Bound to get under your skin, if not infuriate you
As "Take Care of Maya" (2023 release; 103 min.) opens, It's "February 24, 2021" as we are introduced to a guy named Jack. He muses "There is nothing that could prepare me for what I went through." We then go back in time: Jack remembers meeting Beata, and eventually they have 2 kids, a girl and a boy. The girl, Maya, suffers from a strange illness when she is 9... At this point we are less than 15 minutes into the documentary.
Couple of comments: this is the latest documentary from director Henry Roosevelt ("Tough Guys"). Here he examines the phenomenon currently referred to as medical child abuse (a/k/a Munchausen's by proxy). Jack and Beata bring Maya to the ER at Johns Hopkins All Children's, and next thing we know the hospital calls in Children Protective Services, and things only get worse from there.. I mean, you have to see it for yourself because otherwise you won't believe it. (The fact that Florida outsources its privatized child welfare service to a third party should be an INSTANT red flag, but hey that's Florida for ya.) The results are as predictable as they are preventable. Families shredded apart? No worries. Lives destroyed? Who cares. I honestly don't know how some of these people can sleep at night. This documentary is bound to get under your skin, if not outright infuriate you. Don't say I didn't warn you!

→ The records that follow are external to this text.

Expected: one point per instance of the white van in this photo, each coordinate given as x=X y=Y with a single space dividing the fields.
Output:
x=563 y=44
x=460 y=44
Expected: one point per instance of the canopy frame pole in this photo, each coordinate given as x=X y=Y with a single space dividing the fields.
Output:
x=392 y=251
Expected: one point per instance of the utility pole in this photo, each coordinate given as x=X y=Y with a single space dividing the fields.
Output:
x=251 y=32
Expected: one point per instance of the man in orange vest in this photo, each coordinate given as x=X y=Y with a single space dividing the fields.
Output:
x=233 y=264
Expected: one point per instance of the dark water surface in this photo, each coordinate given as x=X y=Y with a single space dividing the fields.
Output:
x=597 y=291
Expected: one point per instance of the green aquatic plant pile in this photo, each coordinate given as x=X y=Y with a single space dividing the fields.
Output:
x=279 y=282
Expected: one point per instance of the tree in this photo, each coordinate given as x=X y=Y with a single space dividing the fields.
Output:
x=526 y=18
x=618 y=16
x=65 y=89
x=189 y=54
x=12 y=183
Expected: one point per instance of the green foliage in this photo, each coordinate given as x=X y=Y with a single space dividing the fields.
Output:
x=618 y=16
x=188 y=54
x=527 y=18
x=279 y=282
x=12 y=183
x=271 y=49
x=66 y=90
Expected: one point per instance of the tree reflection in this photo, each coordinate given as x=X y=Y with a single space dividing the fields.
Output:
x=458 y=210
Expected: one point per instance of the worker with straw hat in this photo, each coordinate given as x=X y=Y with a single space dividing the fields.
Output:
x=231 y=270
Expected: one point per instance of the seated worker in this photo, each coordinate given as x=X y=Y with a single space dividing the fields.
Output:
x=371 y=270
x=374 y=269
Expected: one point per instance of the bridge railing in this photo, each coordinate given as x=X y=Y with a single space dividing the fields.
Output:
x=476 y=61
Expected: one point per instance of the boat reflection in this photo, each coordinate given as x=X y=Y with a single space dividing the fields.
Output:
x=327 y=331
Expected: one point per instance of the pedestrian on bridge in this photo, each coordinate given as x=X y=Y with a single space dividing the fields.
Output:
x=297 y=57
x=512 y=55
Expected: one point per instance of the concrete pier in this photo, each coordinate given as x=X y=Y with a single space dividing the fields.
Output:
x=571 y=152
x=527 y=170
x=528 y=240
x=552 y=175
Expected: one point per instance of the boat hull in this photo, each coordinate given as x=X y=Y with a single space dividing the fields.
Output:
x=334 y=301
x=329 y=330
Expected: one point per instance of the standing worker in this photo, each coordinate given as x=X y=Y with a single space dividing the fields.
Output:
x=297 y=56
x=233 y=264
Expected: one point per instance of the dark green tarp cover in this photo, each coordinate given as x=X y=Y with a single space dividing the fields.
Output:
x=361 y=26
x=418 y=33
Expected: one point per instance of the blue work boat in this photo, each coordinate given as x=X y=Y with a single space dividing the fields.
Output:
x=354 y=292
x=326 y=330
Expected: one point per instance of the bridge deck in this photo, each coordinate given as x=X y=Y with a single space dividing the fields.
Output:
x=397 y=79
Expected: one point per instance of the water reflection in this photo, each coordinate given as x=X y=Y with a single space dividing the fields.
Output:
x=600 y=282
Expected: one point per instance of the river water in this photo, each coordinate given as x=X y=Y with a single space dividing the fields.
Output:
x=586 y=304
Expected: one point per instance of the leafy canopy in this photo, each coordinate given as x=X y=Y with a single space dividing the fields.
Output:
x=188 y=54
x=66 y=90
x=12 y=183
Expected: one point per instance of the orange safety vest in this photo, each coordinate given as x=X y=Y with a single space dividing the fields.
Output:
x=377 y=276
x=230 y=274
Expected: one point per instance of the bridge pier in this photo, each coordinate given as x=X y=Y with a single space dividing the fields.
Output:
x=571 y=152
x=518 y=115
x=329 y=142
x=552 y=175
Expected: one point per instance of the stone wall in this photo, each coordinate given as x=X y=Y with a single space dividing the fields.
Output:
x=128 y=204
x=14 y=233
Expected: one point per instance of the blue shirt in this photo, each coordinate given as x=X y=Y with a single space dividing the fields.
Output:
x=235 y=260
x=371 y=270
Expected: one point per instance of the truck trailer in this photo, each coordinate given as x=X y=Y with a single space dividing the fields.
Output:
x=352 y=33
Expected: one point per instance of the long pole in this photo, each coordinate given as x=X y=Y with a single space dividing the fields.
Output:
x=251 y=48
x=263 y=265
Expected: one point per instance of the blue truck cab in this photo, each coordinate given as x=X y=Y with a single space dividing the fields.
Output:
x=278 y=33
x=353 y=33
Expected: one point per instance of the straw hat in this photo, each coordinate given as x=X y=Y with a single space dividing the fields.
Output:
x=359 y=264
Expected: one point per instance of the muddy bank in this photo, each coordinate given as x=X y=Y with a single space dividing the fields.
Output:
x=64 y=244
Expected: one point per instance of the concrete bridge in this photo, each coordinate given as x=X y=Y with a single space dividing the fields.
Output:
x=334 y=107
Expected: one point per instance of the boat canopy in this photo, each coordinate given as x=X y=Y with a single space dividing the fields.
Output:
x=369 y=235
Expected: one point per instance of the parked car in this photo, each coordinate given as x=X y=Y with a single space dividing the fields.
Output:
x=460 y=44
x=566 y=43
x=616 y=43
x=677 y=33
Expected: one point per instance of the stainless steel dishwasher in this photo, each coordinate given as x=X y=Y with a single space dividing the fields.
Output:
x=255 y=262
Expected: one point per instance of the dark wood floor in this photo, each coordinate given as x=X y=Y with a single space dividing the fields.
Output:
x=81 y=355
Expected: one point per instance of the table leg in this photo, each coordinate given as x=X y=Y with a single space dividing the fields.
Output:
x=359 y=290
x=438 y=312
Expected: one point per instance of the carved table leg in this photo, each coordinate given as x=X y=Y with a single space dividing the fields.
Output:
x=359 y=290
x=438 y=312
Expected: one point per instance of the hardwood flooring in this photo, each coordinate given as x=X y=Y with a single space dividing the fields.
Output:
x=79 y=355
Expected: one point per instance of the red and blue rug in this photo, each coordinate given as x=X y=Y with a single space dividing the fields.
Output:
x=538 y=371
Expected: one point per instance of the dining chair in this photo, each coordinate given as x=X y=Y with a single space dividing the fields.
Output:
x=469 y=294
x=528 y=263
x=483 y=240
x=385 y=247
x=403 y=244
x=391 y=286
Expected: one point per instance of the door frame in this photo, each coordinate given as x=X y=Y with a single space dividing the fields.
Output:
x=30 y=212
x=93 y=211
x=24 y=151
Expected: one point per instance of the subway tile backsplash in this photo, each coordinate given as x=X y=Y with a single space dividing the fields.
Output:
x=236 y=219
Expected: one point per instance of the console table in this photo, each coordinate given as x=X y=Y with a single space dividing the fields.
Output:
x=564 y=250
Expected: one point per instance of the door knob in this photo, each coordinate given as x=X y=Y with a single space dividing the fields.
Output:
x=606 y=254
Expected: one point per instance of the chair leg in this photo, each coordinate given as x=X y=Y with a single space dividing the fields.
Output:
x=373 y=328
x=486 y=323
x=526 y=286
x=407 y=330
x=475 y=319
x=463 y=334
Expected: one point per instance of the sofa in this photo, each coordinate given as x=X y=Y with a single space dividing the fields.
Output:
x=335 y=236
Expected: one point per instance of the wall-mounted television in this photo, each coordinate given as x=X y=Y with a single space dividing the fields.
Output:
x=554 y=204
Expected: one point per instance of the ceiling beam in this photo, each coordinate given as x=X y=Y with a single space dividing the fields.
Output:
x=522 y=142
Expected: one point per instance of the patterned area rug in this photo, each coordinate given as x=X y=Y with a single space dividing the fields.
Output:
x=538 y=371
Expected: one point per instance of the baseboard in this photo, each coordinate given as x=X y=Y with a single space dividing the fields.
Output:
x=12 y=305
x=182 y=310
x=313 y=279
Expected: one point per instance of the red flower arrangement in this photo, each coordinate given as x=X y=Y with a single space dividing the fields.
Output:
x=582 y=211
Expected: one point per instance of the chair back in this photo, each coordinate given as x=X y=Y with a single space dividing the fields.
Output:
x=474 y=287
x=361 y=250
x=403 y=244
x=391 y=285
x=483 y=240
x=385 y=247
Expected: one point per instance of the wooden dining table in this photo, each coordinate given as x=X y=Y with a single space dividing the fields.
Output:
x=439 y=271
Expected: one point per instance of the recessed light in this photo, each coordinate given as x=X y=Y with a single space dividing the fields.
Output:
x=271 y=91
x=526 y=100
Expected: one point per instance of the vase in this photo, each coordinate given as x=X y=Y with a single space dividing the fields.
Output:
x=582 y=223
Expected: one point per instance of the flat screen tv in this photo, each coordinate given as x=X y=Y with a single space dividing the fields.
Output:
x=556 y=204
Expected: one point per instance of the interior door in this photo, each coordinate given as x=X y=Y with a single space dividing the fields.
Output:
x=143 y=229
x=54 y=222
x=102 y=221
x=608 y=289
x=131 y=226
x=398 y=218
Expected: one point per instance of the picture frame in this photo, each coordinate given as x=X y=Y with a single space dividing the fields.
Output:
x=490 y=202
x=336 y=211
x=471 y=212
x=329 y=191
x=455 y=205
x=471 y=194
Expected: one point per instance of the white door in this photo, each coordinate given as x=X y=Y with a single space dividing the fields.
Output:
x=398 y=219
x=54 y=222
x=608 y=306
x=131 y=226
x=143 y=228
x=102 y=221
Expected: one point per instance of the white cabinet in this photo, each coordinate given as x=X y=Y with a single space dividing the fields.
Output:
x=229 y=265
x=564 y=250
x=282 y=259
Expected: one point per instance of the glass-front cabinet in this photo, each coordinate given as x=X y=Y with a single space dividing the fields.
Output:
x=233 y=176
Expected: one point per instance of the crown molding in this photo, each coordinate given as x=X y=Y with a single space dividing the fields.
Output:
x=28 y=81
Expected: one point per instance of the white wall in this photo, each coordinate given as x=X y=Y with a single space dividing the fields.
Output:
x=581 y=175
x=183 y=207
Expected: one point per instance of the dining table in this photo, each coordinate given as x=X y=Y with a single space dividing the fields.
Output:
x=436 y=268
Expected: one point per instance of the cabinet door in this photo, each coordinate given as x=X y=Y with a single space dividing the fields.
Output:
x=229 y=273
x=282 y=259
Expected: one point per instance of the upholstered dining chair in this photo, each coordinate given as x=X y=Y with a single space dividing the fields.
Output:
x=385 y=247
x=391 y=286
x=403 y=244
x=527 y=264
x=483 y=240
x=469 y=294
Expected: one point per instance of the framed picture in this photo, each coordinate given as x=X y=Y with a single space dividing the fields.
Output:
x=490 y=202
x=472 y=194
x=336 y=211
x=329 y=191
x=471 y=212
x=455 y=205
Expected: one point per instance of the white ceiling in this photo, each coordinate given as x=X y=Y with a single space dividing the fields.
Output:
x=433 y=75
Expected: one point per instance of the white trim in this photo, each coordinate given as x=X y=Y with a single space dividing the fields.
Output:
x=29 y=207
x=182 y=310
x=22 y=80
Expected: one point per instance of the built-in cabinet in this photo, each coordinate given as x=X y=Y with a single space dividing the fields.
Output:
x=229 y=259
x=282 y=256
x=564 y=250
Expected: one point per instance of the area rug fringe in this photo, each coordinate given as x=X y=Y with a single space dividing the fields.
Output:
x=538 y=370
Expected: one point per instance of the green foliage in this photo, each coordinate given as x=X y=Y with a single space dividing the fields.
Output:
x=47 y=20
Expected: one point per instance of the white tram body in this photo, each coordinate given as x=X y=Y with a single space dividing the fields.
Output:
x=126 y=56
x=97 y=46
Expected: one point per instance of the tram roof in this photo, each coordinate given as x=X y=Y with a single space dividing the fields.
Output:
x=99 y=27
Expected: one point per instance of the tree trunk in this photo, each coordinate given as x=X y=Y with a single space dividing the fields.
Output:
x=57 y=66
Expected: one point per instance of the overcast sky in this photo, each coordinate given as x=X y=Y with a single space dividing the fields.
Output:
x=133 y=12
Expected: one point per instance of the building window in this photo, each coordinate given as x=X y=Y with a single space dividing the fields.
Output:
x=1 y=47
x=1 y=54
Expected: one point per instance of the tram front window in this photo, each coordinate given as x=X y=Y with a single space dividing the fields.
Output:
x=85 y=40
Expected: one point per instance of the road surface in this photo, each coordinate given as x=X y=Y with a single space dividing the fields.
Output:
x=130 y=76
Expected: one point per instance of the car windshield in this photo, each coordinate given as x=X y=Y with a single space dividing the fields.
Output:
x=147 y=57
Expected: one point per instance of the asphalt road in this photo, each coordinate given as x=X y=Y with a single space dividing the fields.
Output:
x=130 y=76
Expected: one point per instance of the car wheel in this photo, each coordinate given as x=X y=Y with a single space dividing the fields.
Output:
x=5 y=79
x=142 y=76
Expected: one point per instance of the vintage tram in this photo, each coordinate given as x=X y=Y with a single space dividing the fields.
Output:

"Take Care of Maya" premiered recently at the Tribeca, to immediate critical acclaim. There is good reason why this documentary is rated 91% Certified Fresh on Rotten Tomatoes. It started airing on Netflix a few days ago, which is where I saw it. If you are in the mood for a medical=themed documentary that is equally heartbreaking as it is infuriating, I'd readily suggest you check this out, and draw your own conclusion.